Neu veröffentlichte Forschungsergebnisse von Long Chen, außerordentlicher Professor und Gebietsleiter für Rechnungswesen an der George Mason University School of Business, in Zeitgenössische Buchhaltungsforschung ist der Ansicht, dass die Karriereziele von CEOs wahrscheinlich ein zentraler Motivationsfaktor sind. (Chens Co-Autoren sind Chih-Hsien Liao von der National Taiwan University, Albert Tsang von der Southern University of Science and Technology und Li Yu von der Nankai University.)
In Chens Analyse nutzen CEOs CSR-Offenlegungen, um ein Bild von sich selbst als qualifizierte und kompetente Führungskräfte zu vermitteln, da solche Offenlegungen als Zeichen höchster Transparenz und guter Unternehmensbürgerschaft angesehen werden. Und weil das Bedürfnis eines neuen CEO, sich gegenüber den Marktteilnehmern zu definieren, größer ist als das eines Veteranen, über den bereits viel bekannt ist, stehen sowohl die Wahrscheinlichkeit als auch die Qualität der Offenlegung im umgekehrten Verhältnis zur Länge der Amtszeit eines CEO.
Die Forscher verglichen Offenlegungen von US-Firmen aus der Refinitiv ESG-Datenbank mit CEO-Daten derselben Firmen. Insgesamt umfasste ihre endgültige Stichprobe 9.248 Firmenjahresbeobachtungen.
Sie fanden heraus, dass eine Verkürzung der CEO-Amtsdauer um eine Standardabweichung zu einer um bis zu 13,6 % höheren CSR-Offenlegung in der gesamten Stichprobe führte. Wichtig ist, dass der Effekt bei Unternehmen mit einem hohen Maß an Analysten- und Presseaufmerksamkeit und solchen mit mehr institutionellen Anlegern (die tendenziell Wert auf soziale Verantwortung legen) noch größer war. Diese sekundären Effekte untermauern die Theorie der CSR-Offenlegung als Signalmechanismus, der vor allem von CEOs in der Anfangsphase genutzt wird.

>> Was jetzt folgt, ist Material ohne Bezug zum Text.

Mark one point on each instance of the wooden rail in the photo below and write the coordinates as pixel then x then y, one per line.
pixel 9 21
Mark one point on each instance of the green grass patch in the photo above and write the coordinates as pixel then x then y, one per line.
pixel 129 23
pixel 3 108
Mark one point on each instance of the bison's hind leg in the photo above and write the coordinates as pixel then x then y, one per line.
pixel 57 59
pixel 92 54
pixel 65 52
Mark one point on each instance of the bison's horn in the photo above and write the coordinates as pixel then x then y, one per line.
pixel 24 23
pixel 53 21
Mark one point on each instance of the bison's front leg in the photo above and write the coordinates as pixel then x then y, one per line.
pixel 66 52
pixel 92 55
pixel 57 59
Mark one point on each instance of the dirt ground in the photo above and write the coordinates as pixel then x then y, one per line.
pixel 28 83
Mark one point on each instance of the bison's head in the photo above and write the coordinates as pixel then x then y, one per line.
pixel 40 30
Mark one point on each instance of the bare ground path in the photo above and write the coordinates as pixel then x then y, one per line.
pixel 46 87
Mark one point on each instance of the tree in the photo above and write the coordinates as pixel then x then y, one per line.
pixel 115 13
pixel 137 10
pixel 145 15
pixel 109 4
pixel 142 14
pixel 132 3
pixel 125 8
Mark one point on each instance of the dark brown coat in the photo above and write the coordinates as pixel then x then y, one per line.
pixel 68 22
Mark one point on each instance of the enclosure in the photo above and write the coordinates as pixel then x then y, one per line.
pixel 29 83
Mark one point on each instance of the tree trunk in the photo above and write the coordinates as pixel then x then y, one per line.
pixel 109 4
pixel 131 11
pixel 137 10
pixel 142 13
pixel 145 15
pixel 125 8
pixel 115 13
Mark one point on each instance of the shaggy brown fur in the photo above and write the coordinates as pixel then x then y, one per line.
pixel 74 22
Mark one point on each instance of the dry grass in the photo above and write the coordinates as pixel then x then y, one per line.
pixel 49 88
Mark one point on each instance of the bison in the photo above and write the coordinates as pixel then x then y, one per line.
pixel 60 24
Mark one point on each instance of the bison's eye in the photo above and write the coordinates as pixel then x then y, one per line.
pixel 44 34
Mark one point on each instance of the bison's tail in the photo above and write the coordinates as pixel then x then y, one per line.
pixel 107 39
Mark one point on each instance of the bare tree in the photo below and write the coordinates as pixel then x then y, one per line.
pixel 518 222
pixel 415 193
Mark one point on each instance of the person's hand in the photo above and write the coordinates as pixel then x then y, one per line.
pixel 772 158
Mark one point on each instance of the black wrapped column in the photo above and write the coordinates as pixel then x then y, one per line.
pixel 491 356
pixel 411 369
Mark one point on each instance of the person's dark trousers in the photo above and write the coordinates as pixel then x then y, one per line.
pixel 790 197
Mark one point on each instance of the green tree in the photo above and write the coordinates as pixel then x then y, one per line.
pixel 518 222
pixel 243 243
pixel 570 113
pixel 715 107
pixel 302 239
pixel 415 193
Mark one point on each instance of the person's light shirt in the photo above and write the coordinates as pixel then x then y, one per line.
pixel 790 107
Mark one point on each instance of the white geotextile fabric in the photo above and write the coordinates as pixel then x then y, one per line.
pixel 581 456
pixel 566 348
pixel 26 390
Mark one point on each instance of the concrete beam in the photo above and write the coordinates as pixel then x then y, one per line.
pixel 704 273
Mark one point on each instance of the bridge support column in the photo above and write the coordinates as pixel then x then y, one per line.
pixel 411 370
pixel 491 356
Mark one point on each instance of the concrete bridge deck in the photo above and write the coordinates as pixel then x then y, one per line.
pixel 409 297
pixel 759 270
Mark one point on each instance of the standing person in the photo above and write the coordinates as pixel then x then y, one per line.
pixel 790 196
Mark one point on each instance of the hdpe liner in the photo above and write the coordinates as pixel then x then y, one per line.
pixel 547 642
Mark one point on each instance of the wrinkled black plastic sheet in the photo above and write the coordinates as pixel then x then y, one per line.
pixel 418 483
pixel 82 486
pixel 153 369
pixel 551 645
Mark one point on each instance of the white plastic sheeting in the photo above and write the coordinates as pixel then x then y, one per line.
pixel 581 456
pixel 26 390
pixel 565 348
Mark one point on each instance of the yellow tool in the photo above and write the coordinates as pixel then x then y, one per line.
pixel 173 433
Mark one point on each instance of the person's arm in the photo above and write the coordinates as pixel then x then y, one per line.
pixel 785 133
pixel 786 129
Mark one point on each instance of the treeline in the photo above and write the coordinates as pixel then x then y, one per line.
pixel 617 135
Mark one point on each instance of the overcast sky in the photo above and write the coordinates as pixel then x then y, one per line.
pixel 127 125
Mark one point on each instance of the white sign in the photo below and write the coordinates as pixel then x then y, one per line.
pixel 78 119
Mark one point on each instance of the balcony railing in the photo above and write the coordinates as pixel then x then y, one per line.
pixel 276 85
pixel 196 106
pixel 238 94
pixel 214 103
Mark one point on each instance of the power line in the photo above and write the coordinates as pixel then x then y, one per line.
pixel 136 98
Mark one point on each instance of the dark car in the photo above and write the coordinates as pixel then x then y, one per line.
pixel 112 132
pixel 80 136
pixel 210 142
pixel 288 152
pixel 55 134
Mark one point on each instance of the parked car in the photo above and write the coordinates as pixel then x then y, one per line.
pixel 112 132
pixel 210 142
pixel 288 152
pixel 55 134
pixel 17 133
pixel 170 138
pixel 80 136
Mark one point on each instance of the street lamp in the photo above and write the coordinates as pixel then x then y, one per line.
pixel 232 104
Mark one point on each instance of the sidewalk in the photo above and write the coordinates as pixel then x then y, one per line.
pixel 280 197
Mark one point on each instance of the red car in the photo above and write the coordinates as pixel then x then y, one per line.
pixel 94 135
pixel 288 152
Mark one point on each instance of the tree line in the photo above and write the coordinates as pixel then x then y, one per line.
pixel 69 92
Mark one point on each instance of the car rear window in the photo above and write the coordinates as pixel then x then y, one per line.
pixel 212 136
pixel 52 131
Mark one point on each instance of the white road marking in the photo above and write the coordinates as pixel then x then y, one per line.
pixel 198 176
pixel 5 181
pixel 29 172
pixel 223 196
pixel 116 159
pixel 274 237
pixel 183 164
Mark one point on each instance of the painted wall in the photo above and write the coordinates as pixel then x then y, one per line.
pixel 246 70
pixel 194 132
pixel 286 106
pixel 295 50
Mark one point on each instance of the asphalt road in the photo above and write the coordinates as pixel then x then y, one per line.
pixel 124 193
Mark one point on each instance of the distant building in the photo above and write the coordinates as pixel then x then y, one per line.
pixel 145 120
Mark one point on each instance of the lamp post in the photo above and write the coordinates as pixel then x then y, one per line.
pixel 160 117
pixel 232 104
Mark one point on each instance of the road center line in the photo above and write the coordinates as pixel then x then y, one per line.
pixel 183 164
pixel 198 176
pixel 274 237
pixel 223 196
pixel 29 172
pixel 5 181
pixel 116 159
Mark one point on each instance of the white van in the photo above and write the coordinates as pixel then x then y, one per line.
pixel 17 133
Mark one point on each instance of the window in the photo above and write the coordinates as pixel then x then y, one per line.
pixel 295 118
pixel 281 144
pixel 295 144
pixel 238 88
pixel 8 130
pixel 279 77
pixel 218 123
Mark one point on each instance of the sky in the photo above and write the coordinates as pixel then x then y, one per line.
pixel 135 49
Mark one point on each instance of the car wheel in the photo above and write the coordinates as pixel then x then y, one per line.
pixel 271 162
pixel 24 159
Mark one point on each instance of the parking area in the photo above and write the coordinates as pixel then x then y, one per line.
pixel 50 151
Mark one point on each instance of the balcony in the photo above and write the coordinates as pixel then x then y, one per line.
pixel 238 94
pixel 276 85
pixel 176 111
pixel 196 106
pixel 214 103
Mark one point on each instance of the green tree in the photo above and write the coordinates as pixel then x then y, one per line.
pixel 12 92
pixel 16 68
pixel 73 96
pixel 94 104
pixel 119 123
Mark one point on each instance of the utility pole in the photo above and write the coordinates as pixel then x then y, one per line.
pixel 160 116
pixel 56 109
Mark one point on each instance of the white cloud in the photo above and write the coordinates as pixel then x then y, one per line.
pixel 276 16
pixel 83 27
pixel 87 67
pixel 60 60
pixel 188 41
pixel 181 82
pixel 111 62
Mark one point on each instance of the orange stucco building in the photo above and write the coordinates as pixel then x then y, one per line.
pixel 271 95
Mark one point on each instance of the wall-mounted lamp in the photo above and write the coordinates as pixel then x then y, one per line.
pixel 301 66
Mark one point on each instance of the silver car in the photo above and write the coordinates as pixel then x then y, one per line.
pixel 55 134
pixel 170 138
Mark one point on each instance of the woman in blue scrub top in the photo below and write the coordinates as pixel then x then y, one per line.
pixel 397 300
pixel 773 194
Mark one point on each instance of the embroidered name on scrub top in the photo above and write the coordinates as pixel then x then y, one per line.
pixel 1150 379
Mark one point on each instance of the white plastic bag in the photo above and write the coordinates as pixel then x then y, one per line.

Chen erklärt weiter: „Jeder CEO, der gerade erst in diese Rolle eingestiegen ist, wird sein Wissen und seine Fähigkeiten allen anderen weniger bekannt sein. Wie sonst soll er signalisieren: ‚Hey, ich bin von guter Qualität?‘ Sie wollen das langfristige Potenzial und die Leistung aufzeigen, damit Anleger großes Vertrauen in die zukünftige Leistung haben können.“
Tatsächlich stellten die Forscher fest, dass eine überdurchschnittliche CSR-Offenlegung einen positiven Zusammenhang mit der künftigen Rentabilität aller Unternehmen in der Stichprobe hatte, insbesondere für diejenigen, die von CEOs in der frühen Amtszeit geführt wurden. Dies zeigt an, dass das Signal vom Markt wie beabsichtigt empfangen wurde.
Eine verbesserte CSR-Offenlegung war auch mit erheblichen persönlichen Vorteilen für den CEO verbunden – höhere Vergütung, stärkerer Ruf (gemessen an Einladungen zu Vorträgen auf großen Wirtschaftskonferenzen) und insgesamt längere Amtszeiten (dh mehr Arbeitsplatzsicherheit). Auch hier profitierten alle CEOs von Unternehmen, die großzügig offenlegten, bis zu einem gewissen Grad von diesen Auszahlungen, aber die CEOs, die noch am Anfang ihrer Amtszeit standen, profitierten mehr.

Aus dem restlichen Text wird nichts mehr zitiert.